Finances seem to be on the tip of everyone’s tongue lately, but it’s one (often taboo!) subject you should address! Years ago, it was uncouth to ask a person about their personal finances, including how much they paid for an item. Still, as of late- people seem to have lost all sensibility when it comes to basic money etiquette.
Addressing sticky financial etiquette situations with your friends and family requires a bit of finesse, here are a few tips on dealing with standard money etiquette faux pas without losing your cool.
Blatant Nosiness
The Issue: You recently purchased a big-ticket item, such as a home, a car, tv, etc. and your nosy friend inquires as to exactly how much you spent on it, and quite frankly, you don’t feel that it’s any of her business.
Our Take: Financial inquiries tend to feel quite invasive; the key to handling this type of question is to realize that you are not obligated to answer. You can gently avoid this money etiquette question by answering, “perhaps a bit more than I should have, but I’ve wanted to get it” or “the price was definitely within the guidelines I’d been searching for” and then redirect the conversation by changing the subject.
Lending Money
Issue: A friend came to you in dire need of some money, and you generously bail her out, however, after she fails to make her payments on time (or not at all!) you spot her with expensive new shoes (or purse/ electronic gadgets, etc.) Should you say something or does having good money etiquette mean biting your tongue?
Our Take: You should say something, but don’t jump to conclusions! Her latest accessory may have been a belated birthday gift, or contest win, etc. Don’t naturally assume that she purchased the item on her own while owing you. Handle her gently and say, “Our friendship means a lot to me, and I don’t want anything to come between us, but you’re a bit late on your loan payment to me, and now you have this lovely _____. I’d really like to talk about it with you.”
If your friend experienced a bender, this might be enough to get her back on track. If not, and she becomes defensive, congratulations, my friend, you just learned the number one reason why you should never lend money to friends.
If you feel strongly compelled to lend money to friends or family, put everything in writing- the amount lent, the terms or repayment, interest, if applicable.
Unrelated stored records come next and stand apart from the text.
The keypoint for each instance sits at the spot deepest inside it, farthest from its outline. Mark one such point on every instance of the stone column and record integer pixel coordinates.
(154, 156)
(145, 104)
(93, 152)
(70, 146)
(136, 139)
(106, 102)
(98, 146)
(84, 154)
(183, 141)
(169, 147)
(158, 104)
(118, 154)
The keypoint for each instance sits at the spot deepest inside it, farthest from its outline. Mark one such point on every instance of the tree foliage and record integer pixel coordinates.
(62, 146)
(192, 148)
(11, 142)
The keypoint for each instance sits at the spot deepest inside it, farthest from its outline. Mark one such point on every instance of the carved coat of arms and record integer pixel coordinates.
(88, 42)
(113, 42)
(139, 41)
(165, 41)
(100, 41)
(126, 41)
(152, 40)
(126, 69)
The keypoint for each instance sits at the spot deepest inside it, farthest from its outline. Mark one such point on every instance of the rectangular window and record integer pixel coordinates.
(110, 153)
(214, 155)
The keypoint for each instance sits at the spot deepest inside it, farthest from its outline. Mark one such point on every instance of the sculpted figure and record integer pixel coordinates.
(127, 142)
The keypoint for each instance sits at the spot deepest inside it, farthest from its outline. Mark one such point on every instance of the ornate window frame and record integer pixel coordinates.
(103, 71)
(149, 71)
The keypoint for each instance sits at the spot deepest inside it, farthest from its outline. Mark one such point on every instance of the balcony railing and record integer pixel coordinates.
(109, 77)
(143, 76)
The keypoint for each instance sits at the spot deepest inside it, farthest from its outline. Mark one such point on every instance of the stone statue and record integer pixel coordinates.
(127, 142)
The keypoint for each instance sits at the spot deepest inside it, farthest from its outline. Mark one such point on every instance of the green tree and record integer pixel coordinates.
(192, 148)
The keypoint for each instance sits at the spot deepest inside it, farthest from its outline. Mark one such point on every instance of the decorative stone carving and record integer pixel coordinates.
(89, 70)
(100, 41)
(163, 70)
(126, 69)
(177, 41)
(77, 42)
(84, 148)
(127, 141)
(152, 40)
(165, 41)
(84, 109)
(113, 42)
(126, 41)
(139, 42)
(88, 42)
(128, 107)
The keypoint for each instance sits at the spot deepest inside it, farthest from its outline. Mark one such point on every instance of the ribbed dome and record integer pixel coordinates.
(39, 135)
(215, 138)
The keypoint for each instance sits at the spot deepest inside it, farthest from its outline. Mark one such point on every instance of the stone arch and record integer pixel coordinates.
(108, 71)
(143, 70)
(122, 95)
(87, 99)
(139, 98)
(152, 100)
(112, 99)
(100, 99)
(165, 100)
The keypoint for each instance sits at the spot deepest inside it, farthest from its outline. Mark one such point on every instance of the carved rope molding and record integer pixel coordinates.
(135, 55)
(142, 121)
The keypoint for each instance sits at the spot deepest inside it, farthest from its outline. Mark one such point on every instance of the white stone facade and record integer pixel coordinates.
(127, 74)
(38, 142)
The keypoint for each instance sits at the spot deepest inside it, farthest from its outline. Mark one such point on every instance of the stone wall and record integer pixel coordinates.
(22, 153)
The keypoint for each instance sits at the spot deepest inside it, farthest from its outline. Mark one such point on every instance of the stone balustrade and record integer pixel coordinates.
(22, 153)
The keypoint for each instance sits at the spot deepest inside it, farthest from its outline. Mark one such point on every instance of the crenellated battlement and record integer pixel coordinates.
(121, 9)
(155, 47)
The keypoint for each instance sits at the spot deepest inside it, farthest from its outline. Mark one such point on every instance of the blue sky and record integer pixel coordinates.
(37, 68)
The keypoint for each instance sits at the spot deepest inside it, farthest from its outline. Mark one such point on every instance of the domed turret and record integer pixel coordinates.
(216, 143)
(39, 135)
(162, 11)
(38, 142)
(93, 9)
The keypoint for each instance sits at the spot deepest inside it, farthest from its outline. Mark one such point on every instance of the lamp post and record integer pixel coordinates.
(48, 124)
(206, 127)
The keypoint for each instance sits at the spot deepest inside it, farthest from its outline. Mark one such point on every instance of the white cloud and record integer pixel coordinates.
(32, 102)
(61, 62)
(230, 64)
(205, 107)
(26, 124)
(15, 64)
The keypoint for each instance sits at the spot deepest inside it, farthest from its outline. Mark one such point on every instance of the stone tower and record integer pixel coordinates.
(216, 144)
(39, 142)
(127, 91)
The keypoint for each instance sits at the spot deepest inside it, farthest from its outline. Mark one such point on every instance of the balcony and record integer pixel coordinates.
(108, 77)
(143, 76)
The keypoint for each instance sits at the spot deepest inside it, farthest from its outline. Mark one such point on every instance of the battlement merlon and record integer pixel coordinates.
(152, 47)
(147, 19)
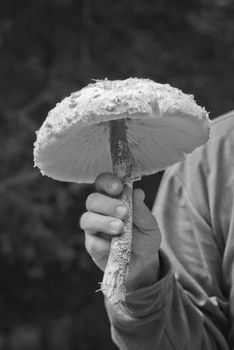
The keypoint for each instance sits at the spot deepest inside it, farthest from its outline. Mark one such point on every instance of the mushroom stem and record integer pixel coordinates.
(125, 167)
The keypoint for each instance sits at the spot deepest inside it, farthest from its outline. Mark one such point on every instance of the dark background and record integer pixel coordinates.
(48, 49)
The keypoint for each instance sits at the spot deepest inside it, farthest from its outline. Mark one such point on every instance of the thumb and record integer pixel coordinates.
(142, 216)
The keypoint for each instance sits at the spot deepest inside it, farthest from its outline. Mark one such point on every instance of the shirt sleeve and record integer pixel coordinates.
(186, 308)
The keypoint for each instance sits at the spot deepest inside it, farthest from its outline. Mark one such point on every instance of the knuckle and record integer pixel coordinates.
(90, 245)
(90, 199)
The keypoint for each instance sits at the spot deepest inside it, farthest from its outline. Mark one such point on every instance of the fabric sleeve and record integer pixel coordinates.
(185, 309)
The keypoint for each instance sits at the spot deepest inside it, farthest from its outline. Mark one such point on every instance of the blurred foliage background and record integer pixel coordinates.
(49, 48)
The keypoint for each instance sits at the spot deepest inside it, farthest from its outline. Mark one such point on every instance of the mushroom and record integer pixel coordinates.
(133, 127)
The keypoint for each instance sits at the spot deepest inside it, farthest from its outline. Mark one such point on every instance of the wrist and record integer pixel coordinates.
(147, 274)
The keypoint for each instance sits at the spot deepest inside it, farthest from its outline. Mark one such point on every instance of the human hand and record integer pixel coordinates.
(102, 210)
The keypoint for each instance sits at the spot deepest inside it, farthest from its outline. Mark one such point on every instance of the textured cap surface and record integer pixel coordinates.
(162, 125)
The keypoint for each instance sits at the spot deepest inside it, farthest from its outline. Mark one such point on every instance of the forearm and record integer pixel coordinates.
(163, 316)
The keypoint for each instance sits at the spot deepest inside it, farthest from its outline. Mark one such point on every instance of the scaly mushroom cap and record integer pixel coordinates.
(163, 124)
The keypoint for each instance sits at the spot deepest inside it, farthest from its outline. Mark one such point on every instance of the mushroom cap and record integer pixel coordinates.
(162, 125)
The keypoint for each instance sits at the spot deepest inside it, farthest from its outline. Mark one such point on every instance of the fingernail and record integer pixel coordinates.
(115, 226)
(121, 211)
(115, 186)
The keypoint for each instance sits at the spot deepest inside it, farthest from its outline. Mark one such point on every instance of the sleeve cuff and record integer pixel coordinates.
(148, 300)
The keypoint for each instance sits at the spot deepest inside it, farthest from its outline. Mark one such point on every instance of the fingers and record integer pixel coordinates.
(109, 183)
(93, 223)
(142, 216)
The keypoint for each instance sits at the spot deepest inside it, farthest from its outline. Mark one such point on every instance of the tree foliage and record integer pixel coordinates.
(49, 49)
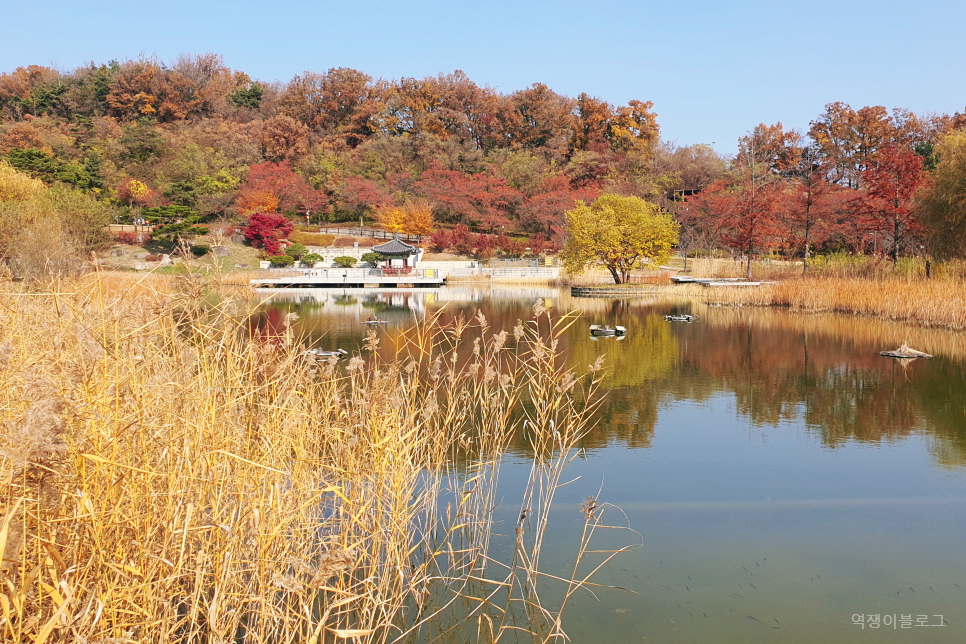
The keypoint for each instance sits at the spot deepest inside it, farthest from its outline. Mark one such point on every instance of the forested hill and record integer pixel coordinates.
(197, 136)
(192, 131)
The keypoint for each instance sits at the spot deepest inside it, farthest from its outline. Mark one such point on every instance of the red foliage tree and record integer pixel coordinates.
(811, 203)
(544, 211)
(480, 199)
(357, 195)
(266, 230)
(440, 240)
(893, 176)
(276, 182)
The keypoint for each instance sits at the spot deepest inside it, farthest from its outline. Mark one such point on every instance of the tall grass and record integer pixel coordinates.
(923, 302)
(170, 478)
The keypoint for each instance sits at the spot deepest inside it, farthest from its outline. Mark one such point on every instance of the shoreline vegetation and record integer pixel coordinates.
(172, 474)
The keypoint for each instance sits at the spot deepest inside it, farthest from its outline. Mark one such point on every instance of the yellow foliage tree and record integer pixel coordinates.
(16, 186)
(618, 233)
(257, 201)
(412, 218)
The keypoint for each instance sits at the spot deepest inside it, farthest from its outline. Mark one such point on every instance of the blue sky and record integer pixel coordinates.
(714, 70)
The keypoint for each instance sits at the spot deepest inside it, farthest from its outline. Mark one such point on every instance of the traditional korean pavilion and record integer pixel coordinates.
(398, 253)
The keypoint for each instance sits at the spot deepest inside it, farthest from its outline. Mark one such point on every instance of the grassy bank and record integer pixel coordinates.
(168, 477)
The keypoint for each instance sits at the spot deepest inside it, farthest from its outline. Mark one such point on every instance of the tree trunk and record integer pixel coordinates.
(805, 257)
(895, 245)
(614, 274)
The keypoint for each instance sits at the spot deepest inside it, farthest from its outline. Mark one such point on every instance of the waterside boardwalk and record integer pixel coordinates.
(349, 278)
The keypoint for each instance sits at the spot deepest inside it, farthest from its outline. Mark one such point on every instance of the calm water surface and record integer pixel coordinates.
(784, 476)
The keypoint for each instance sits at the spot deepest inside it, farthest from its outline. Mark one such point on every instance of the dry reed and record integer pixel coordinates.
(167, 478)
(940, 303)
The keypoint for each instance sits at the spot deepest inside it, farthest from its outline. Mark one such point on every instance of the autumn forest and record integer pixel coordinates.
(193, 141)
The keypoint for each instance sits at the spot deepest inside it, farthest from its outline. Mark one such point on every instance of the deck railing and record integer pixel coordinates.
(345, 274)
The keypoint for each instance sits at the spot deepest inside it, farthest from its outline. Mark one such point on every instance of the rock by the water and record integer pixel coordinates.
(904, 352)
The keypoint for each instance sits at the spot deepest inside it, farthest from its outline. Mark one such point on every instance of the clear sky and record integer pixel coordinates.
(714, 70)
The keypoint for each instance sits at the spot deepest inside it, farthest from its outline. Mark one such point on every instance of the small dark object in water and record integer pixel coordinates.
(318, 353)
(680, 318)
(607, 330)
(904, 352)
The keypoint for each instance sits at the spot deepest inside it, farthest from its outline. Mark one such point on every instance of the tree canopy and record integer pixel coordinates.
(618, 233)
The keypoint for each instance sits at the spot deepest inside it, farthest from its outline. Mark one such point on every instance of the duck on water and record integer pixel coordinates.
(605, 330)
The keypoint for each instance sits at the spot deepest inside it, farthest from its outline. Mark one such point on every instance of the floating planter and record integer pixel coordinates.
(318, 353)
(607, 330)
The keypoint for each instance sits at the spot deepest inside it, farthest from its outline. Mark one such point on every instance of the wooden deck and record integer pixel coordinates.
(720, 281)
(348, 278)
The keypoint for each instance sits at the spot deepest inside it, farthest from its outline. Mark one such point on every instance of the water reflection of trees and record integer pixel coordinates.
(827, 371)
(824, 371)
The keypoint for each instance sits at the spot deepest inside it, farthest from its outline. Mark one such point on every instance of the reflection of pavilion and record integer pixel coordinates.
(399, 255)
(359, 301)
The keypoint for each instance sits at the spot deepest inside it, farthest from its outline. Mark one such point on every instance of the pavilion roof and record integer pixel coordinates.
(395, 247)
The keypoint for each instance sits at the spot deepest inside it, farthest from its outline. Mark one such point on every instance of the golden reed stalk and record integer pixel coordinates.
(170, 477)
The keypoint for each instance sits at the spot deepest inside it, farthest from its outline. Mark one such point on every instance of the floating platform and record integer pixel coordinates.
(349, 278)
Splitting the Check- Who should foot the bill?
Splitting the Check
Issue: You meet with several friends for an evening out, and you dine lightly (entree salad and a glass of wine) while a few of your friends lavishly indulge in the more expensive fare. When the check arrives, someone suggests that the bill be split evenly with the rest of the table.
Our Take: The easiest way to avoid this sticky situation is to handle it before ordering. Most servers will happily divide the checks on the table if asked before ordering. If you have a friend that prefers to split after the meal, politely ask for the tab and tally your meal, taxes, and tip to cover your expenses.
Wealthy Friends
Issue: A good friend asks you to join them for dinner or an event that’s not within your current budget range, but you don’t want to tell them you’re too broke to go!
Our Take: We all have friends or family that are a bit wealthier, perhaps their kids are grown, and yours are still at home, maybe you’ve recently been laid off from work. Regardless, if the meal or event isn’t within your budget, suggest meeting for lunch instead, which is considerably less expensive, or if that too isn’t within your reach, be honest with your friend.
Tell them that it’s not in your budget right now, but you’d like to meet for a drink or dessert instead. There is no shame in living within your means!
Group Gifting
Issue: A collection basket passed around the office for a gift for a co-worker. Perhaps you just recently started and don’t know the person well; maybe you aren’t even friendly with her, are you obliged to contribute anyway?
Our Take: Chip in, if you WANT to. You are not obligated to buy a gift for anyone, if you don’t know the person, or if it’s not within your budget, or maybe you can afford it, but you don’t want to spend the money right now, don’t.
It’s a Gift- contribute what you can, if you’d like to. Some office celebrations occur so frequently that they become burdensome. As a real estate broker, our office often passed around the collection plate. People seem to forget that you go to work to GET a paycheck each week, not to have help in spending it.
If your office frequently collects for various gifts – suggest that they choose a month and have everyone contribute a minute amount weekly to the collection pool — perhaps $1 or $2 per person. By the time the event rolls around, there should be plenty of cash in the kitty to cover the expense.
Generous Friend- Lousy Tipper
Issue: Your generous friend invites you to dinner and covers the tab, but as you’re leaving, you happen to see that she jilted the server with a rather lousy tip, which makes you cringe. Do you walk away knowing the server got a bum deal, or do you call out your generous friend on her not so great tip?
Our Take: Having been a waitress for years as a teen, I can tell you that servers do NOT make a lot of money. People sometimes falsely believe that they get paid at least minimum wage on top of their tips; this is NOT so.
With that in mind, if a friend has generously invited you out to lunch or dinner and covered the check, you could politely say, “I enjoyed this lunch together, and I thought the service here was wonderful. Would you mind if I left her a little something extra?” or you could quietly slip a few dollars under your plate without your friends’ knowledge to avoid appearing ungrateful, or worse, as a judgmental guest.